There is a problem with black culture.
You probably instantly assumed that I am racist because I said that – a white dude making a blanket statement that there is a problem with black culture. Here, one sentence in, is where we need to make our first differentiation.
If I say that there is a problem with black people, then that is a racist statement. It makes an assumption based on race. If I say that there is a problem with black culture, then I am condemning an idea, a viewpoint, and a mindset. There is literally nothing racist about that – it defies the very definition.
There is a problem with black culture for several reasons; however, the core problem can be boiled down to a single issue: it assumes that blacks are treated unequally if they are not treated with privilege. It denies the existence of a universal, blind standard by which everyone deserves to be treated, regardless of race, color, religion, sex, or creed. That standard is the foundation of justice and of equality. Whenever one people group demands that they be treated as above the standard, or outright denies that that standard exists, there is a significant problem which cannot be overcome as long as that viewpoint is held.
A few weeks ago I was part of a discussion on a forum at a university where I used to teach. The subject of the discussion was people of color (POC) and white privilege. The viewpoint that was almost universally held by those representing the POC stance was comprised of two positions:
- That people of color were institutionally repressed, and that white people couldn’t possibly tell them they weren’t because white people didn’t know what it was like to be a POC.
- That white privilege exists universally for all white people, and that no matter how many exceptions that were pointed out (e.g., all of the white people on the discussion board talking about how they were paying for college themselves, how they had worked since they were 13, came from poor backgrounds, et cetera), the POC were able to see white privilege in everything white people had and did, even if the white people didn’t see it themselves.
The level of intellectual dishonesty here is astounding.

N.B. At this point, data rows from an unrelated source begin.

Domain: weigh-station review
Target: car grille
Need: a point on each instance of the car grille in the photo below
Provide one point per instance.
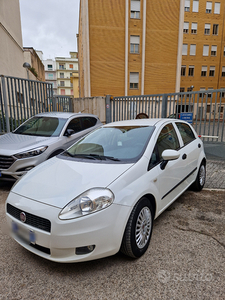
(32, 220)
(6, 161)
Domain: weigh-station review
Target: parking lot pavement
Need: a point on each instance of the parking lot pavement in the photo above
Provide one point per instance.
(185, 259)
(215, 178)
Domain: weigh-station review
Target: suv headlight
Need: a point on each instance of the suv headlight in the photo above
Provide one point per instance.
(87, 203)
(32, 152)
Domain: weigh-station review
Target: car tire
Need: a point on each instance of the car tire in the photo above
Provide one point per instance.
(138, 230)
(200, 179)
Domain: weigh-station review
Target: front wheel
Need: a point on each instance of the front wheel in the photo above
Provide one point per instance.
(200, 179)
(138, 231)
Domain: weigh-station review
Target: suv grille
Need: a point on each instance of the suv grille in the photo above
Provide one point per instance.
(6, 161)
(32, 220)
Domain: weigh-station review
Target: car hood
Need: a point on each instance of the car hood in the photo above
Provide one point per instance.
(12, 143)
(58, 181)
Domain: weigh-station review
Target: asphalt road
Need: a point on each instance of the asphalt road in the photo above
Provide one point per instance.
(185, 260)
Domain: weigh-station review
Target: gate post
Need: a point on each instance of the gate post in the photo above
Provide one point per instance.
(108, 108)
(164, 106)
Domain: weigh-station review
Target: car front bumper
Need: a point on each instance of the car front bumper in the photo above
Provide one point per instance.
(102, 230)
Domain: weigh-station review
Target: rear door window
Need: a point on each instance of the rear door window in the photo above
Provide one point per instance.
(185, 132)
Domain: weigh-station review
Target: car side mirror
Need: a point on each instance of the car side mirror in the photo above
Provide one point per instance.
(168, 155)
(69, 132)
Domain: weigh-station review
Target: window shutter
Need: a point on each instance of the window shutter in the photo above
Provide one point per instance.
(134, 77)
(194, 26)
(205, 50)
(195, 6)
(217, 8)
(135, 5)
(135, 39)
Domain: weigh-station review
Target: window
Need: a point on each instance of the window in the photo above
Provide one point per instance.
(192, 49)
(184, 49)
(167, 140)
(187, 5)
(208, 7)
(206, 50)
(194, 27)
(185, 132)
(217, 8)
(223, 71)
(207, 29)
(183, 70)
(195, 5)
(204, 71)
(186, 27)
(191, 71)
(213, 50)
(212, 71)
(61, 66)
(134, 80)
(134, 44)
(202, 94)
(215, 29)
(135, 9)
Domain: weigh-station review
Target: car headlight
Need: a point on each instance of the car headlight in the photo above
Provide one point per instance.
(32, 152)
(87, 203)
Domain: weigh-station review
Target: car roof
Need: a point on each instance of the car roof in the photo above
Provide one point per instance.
(142, 122)
(63, 115)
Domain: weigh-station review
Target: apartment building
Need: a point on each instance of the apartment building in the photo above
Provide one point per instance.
(130, 47)
(203, 50)
(65, 66)
(50, 73)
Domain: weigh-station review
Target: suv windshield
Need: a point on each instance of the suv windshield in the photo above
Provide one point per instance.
(125, 143)
(41, 126)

Here was a group of people simultaneously claiming that POC knew exactly what it was like to be white, even to the point of claiming that the white people themselves didn’t understand it, while simultaneously invalidating any white opinion because they didn’t know what it was like to be a POC. When I pointed this out, you can probably guess what the response was: I was labeled a racist.
When I inquired into the justification of how people actually came to believe this double standard, the answer was a reference to what was currently being taught on the university in social science classes. Apparently it was being taught that white people couldn’t possibly experience racism because racism, at a definitional level, could only be experienced by those who had traditionally been oppressed. The fact that all people groups have been oppressed by those of other races at some point in their history aside, this is mind-blowing. The concept of racism had been removed as an objective standard (i.e., racism is when discrimination occurs based on race) and been replaced by an entirely subjective standard (i.e., racism can only be experienced by POC at the hands of white people). One may be tempted to laugh at the sheer absurdity of this viewpoint, but you would quickly be sobered when you see tweets like this:
The worst part is that none of these tweets fit the current definition of racism as it is currently taught in America, even in institutions of (supposed) higher learning.
The Black Lives Matter movement has given these people a voice, and it is within this movement that we find some of the starkest examples of what is wrong with black culture. For example, watch what happens when someone proposes that Black Lives Matter in a white neighborhood, and contrast that to what happens when he holds an All Lives Matter sign in a black neighborhood.
The worst reaction he got was a dismissive, perhaps even disrespectful, laugh when he held the BLM sign in a white neighborhood. The typical reaction he got in a black neighborhood by even proposing that all lives were equal was repeatedly being physically attacked. This double standard, this denial of an objective reality, is at the heart of the problem.
Blacks have been oppressed. So have whites. So have Native Americans, and every single other race in the history of the world. To assume that systemic racism must exist because it once existed is the epitome of ignorance, and no conversation about social justice can progress until an objective standard with equal and universal standards is acknowledged.